Another SOC estimation method is proposed by Chi Zhang [9]. Accurate battery modeling is essential for the state-of-charge (SOC) estimation of electric vehicles, especially when vehicles are operated in dynamic processes. Temperature is a significant factor for battery characteristics, especially for the hysteresis phenomenon. A lack of existing literatures on the consideration of temperature influence in hysteresis voltage can result in errors in SOC estimation. Therefore, this paper gives an insight to the equivalent circuit modeling, considering the hysteresis and temperature effects. A modified one-state hysteresis equivalent circuit model is proposed for battery modeling. The characterization of hysteresis voltage versus SOC at various temperatures was acquired by experimental tests to form a static look-up table. In addition, a strong tracking filter (STF) was applied for SOC estimation. Numerical simulations and experimental tests were performed in a commercial 18650 type Li(Ni1/3Co1/3Mn1/3)O2 battery. The results were systematically compared with extended Kalman filter (EKF) and unscented Kalman filter (UKF). The results of comparison showed the following: (1) the modified model has more voltage tracking capability than the original model and (2) the modified model with STF algorithm has better accuracy, robustness against initial SOC error, voltage measurement drift, and convergence behavior than EKF and UKF [9].
In the paper of Omid Rahbari et al. [10], two techniques that are congruous with the principle of control theory are utilized to estimate the state of health (SOH) of real-life plug-in hybrid electric vehicles (PHEVs) accurately, which is of vital importance to battery management systems. The relation between the battery terminal voltage curve properties and the battery state of health is modelled via an adaptive neuron-fuzzy inference system and a group method of data handling. The comparison of the results demonstrates the capability of the proposed techniques for accurate SOH estimation. Moreover, the estimated results are compared with the direct actual measured SOH indicators using standard tests. The results indicate that the adaptive neuron-fuzzy inference system with 15 rules based on an SOH estimator has better performances over the other technique, with a 1.5% maximum error in comparison to the experimental data [10].
The impact of ageing when using various state of charge (SOC) levels for an electrified vehicle is investigated in the paper of Evelina Wikner [11]. An extensive test series is conducted on Li-ion cells, based on graphite and NMC/LMO electrode materials. Lifetime cycling tests are conducted during a period of three years in various 10% SOC intervals, during which the degradation as function of number of cycles is established. An empirical battery model is designed from the degradation trajectories of the test result. An electric vehicle model is used to derive the load profiles for the ageing model. The result showed that, when only considering ageing from different types of driving in small depth of discharges (DODs), using a reduced charge level of 50% SOC increased the lifetime expectancy of the vehicle battery by 44% to 130%. When accounting for the calendar ageing as well, this proved to be a large part of the total ageing.
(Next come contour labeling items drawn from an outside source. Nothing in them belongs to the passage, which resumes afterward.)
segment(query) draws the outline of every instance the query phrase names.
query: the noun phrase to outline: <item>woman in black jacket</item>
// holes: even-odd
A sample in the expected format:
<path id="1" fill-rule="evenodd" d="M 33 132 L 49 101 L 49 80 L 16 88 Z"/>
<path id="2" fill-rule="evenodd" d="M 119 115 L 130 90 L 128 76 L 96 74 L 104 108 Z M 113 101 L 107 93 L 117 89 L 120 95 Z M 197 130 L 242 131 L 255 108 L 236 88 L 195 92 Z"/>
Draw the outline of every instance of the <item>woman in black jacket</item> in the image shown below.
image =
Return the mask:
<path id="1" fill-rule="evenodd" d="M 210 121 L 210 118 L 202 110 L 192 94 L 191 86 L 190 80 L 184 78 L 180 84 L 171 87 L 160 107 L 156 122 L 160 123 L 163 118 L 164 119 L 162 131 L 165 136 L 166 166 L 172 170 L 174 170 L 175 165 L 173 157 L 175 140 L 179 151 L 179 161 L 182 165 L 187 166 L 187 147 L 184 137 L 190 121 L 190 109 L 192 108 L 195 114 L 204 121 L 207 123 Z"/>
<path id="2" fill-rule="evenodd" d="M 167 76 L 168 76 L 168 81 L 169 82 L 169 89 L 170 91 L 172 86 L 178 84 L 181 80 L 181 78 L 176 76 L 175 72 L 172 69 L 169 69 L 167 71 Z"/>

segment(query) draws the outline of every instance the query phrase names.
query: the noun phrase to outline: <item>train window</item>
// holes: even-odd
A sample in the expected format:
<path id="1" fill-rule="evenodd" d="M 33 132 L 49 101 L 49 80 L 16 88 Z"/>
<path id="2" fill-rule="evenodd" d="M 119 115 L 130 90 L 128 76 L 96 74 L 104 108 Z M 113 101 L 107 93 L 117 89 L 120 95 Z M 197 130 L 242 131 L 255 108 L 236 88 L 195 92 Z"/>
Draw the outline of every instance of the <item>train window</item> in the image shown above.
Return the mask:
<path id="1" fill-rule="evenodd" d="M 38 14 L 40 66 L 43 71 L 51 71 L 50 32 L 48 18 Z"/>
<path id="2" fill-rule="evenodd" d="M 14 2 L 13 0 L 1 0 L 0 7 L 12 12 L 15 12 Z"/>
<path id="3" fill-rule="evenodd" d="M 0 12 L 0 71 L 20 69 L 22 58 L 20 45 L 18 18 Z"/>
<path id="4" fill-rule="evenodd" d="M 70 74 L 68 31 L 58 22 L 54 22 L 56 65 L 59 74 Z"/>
By keeping the battery at 15% SOC during parking and limiting the time at high SOC, the contribution from the calendar ageing could be substantially reduced [11].
The aim of this paper of Mahdi Soltani et al. [12] is to investigate the effectiveness of a hybrid energy storage system in heavy duty applications, in protecting the battery from damage due to the high-power rates during charging and discharging. Public transportation based on electric vehicles has attracted significant attention in recent years due to its lower overall emissions. Fewer charging facilities in comparison to gas stations, limited battery lifetime, and extra costs associated with its replacement present some barriers to achieving wider acceptance. A practical solution to improve the battery lifetime and driving range is to eliminate the large-magnitude pulse current flow from and to the battery during acceleration and deceleration. Hybrid energy storage systems that combine high-power (HP) and high-energy (HE) storage units can be used for this purpose. Lithium-ion capacitors (LiC) can be used as a HP storage unit, which is similar to a supercapacitor cell but with a higher rate capability, a higher energy density, and better cyclability. In this design, the LiC can provide the excess power required while the battery fails to do so. Moreover, hybridization enables a downsizing of the overall energy storage system and decreases the total cost as a consequence of lifetime, performance, and efficiency improvement. The procedure followed and presented in this paper demonstrates the good performance of the evaluated hybrid storage system in reducing the negative consequences of the power peaks associated with urban driving cycles and its ability to improve the lifespan by 16% [12].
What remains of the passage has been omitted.